Bark beetles take Connecticut-size bite out of Alaska
An insect smaller than Ed Berg’s thumbnail uprooted he and his wife Sara.
Swarms of spruce bark beetles killed most of the centuries-old spruce trees surrounding the Bergs’ former home on East End Road in Homer in the late 1990s. After the beetles denuded their land, the Bergs moved into downtown Homer.
“Ninety-five percent of the trees on our two properties died,” Ed Berg said. “After we clearcut the dead trees so they wouldn’t fall on the house, we lost the privacy of the place because suddenly the house was visible from the road and we had all the road noise.”
Berg is an ecologist with the U.S. Fish and Wildlife Service office in Soldotna who recently attended a conference on the spruce bark beetle in Homer, where the bark beetle hit hardest during what many scientists call the worst outbreak in North America’s history. A few dozen scientists met on the Homer Spit to share their findings on the tiny creature that has changed the landscape of the Kenai Peninsula and much of southcentral Alaska, including the Anchorage area and the Copper River basin.
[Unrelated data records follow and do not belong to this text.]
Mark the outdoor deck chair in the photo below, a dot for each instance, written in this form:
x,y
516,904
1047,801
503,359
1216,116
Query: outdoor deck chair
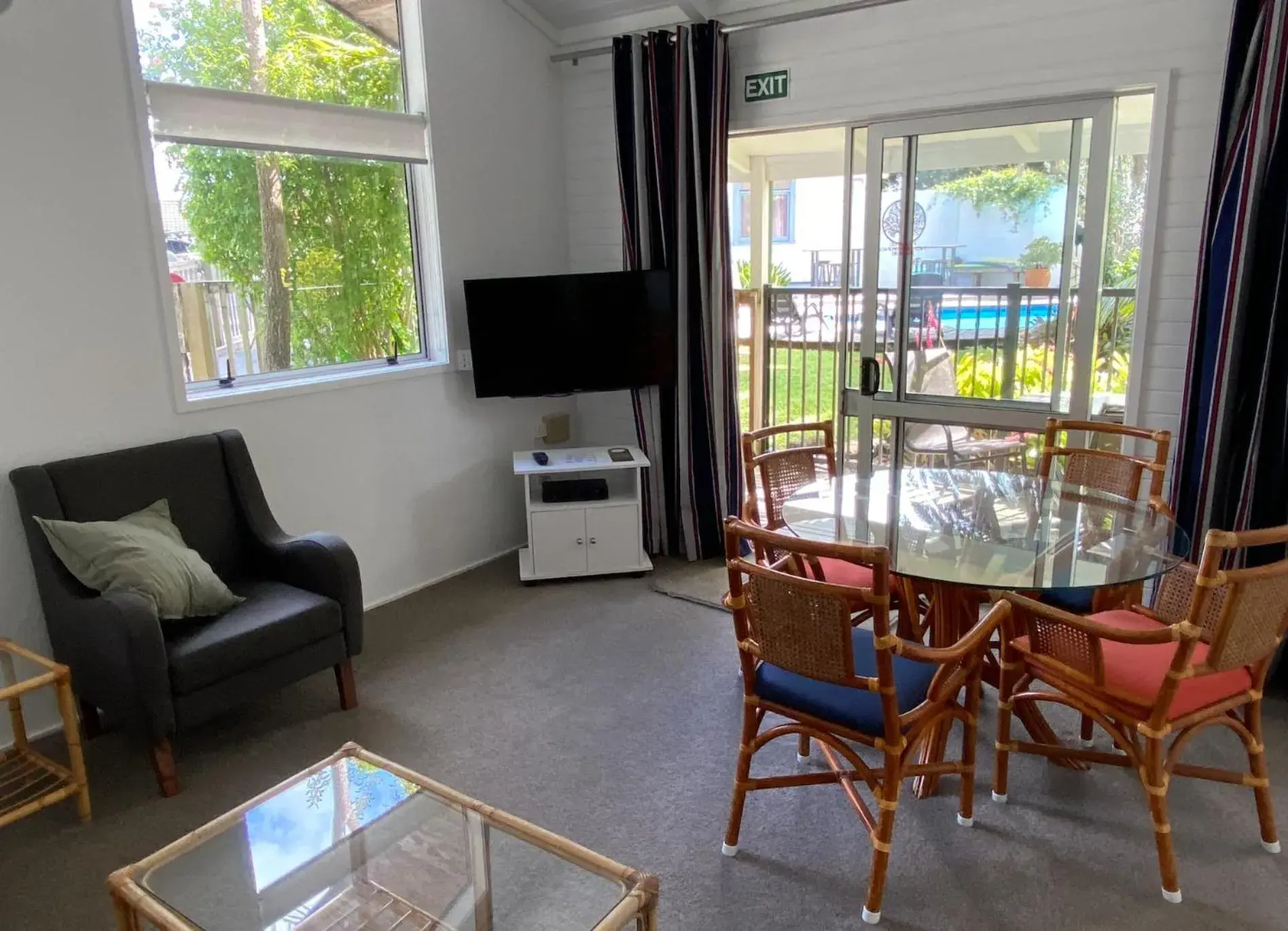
x,y
1197,661
931,371
777,471
839,684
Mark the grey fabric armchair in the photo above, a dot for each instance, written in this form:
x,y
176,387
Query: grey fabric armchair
x,y
302,615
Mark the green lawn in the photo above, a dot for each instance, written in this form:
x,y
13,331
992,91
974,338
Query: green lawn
x,y
802,395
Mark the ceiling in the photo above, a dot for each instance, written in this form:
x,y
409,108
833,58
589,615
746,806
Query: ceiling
x,y
579,24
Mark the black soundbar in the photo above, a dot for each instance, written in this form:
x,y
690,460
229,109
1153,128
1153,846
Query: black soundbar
x,y
573,490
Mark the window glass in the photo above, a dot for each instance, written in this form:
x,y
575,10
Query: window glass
x,y
317,272
344,52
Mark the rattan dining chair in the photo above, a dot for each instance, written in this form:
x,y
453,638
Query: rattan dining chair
x,y
838,684
1200,658
1105,471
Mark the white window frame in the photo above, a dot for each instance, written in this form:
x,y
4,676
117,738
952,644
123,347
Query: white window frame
x,y
192,115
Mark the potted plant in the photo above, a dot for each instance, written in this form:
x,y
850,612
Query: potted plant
x,y
1037,259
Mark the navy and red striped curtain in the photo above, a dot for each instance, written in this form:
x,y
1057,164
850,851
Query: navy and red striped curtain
x,y
671,103
1233,450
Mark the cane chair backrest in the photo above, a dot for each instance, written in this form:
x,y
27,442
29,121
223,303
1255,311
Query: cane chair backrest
x,y
781,469
1252,616
799,623
1104,471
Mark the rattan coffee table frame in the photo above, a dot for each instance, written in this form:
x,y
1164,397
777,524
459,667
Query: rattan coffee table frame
x,y
30,781
637,907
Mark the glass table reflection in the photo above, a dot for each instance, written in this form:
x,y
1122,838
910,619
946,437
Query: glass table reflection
x,y
357,843
953,534
992,530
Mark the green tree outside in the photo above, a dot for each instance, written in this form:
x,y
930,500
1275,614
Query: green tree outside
x,y
349,270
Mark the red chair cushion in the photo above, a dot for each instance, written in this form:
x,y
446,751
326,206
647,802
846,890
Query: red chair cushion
x,y
1137,671
840,572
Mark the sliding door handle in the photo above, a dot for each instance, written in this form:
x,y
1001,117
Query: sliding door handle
x,y
870,376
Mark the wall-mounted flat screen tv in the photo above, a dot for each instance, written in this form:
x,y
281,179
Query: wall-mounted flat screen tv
x,y
571,333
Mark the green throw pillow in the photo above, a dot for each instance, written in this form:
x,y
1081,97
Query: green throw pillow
x,y
143,553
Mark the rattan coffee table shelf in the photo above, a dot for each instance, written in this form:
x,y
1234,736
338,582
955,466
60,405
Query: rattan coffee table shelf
x,y
30,781
359,841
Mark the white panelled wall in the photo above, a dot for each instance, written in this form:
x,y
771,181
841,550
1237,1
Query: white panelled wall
x,y
934,54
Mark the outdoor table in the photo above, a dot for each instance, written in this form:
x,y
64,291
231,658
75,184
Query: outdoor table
x,y
954,534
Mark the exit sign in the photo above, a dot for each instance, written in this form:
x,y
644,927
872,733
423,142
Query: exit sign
x,y
769,86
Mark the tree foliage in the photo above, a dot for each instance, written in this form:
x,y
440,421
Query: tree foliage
x,y
779,274
1014,189
351,260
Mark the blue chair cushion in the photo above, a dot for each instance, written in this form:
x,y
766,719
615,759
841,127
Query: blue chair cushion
x,y
1073,600
855,708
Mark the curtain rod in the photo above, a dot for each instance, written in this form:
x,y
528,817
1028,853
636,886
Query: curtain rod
x,y
743,27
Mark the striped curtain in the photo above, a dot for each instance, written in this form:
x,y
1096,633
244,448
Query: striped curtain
x,y
671,103
1233,450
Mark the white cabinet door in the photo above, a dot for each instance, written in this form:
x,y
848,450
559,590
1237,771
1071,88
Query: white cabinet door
x,y
559,543
613,538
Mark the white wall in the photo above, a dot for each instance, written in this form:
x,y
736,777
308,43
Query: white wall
x,y
929,54
414,473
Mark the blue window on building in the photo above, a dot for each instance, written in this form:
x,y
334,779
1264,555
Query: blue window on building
x,y
782,213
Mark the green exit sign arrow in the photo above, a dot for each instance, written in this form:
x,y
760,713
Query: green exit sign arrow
x,y
769,86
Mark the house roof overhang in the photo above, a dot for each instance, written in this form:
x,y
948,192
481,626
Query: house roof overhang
x,y
378,16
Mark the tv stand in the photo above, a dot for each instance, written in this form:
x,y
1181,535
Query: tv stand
x,y
572,538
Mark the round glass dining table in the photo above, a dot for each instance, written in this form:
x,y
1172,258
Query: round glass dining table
x,y
953,534
990,530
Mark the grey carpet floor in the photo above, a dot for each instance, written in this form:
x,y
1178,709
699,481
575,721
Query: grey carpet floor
x,y
608,714
704,583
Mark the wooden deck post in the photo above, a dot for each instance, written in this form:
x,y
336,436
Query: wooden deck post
x,y
196,330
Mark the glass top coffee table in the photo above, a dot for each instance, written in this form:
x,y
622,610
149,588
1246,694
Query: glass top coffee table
x,y
359,841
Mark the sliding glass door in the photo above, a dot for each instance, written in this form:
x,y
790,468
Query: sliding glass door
x,y
977,240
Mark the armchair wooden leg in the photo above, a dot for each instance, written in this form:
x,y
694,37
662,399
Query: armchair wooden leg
x,y
888,799
90,723
344,682
750,725
162,764
1262,781
1089,732
1154,780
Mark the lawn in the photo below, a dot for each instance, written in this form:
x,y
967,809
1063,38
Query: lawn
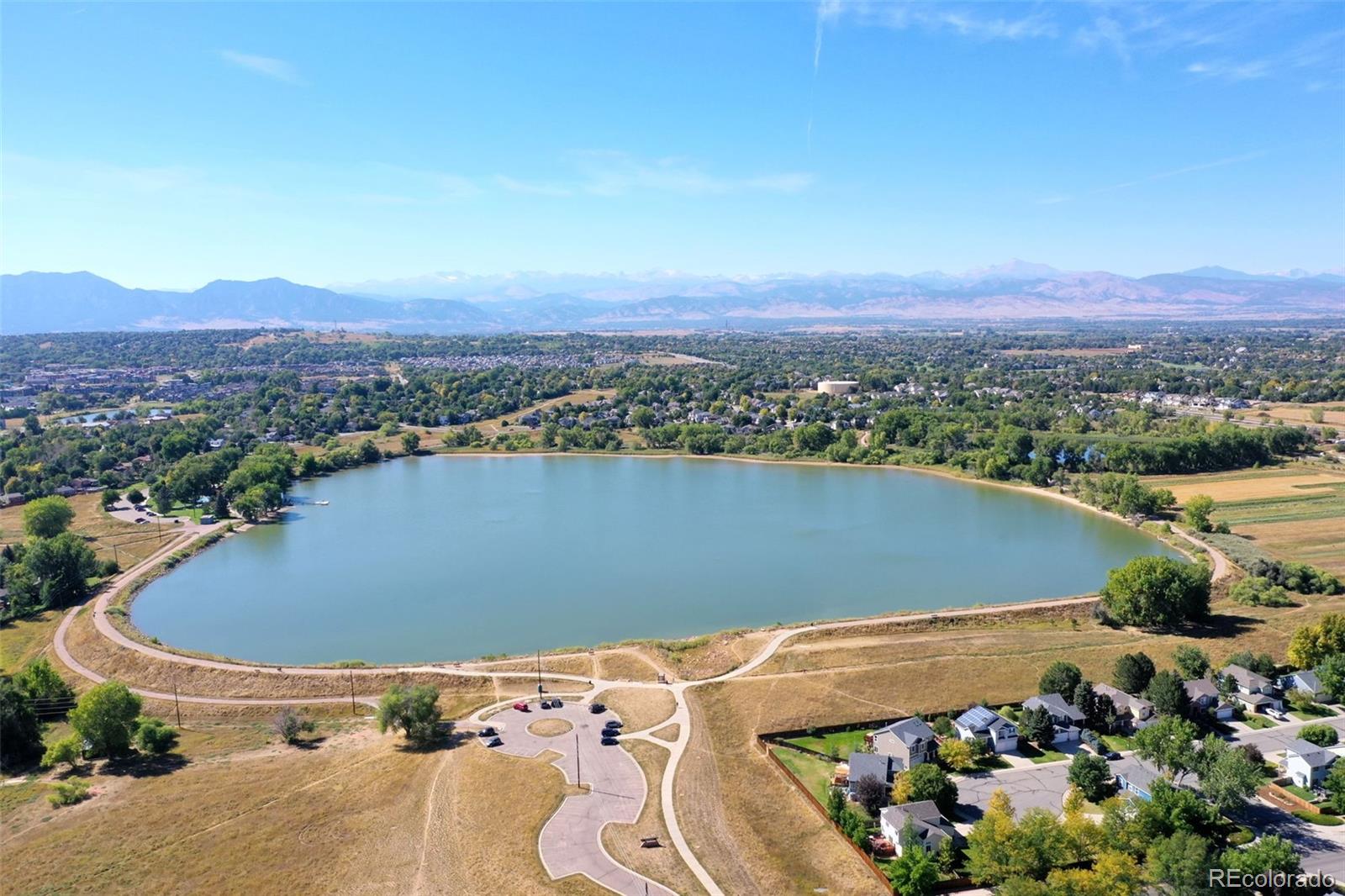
x,y
1317,818
1257,723
1302,793
842,741
815,774
1040,755
1316,710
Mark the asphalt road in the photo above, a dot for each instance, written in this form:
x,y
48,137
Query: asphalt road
x,y
572,840
1044,786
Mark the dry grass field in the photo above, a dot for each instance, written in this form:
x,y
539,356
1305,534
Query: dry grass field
x,y
757,835
623,841
109,539
1295,512
1333,414
638,708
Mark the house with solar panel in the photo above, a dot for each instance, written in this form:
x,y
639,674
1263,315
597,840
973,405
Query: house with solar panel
x,y
988,725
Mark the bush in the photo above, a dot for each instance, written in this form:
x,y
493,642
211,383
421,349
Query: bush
x,y
1320,735
69,793
154,736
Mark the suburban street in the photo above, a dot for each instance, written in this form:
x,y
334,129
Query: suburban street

Berg presented a study in which he compared beetle outbreaks on the Kenai Peninsula to those in the Yukon Territory near Kluane National Park. He found that spruce bark beetles attacked white and Lutz spruce (a hybrid between white and Sitka spruce), and to a lesser degree Sitka spruce, an average of every 50 years on the Kenai Peninsula.
Beetles are nothing new; Berg pointed out that in 1899 members of the Harriman Expedition had described large patches of dead trees on the southern end of the Kenai Peninsula, and trees preserved in the soil of a Fairbanks hillside show that the beetles were in the Interior thousands of years ago. Though beetles have long attacked the spruce of Alaska, the latest outbreak was Biblical in scale. Why?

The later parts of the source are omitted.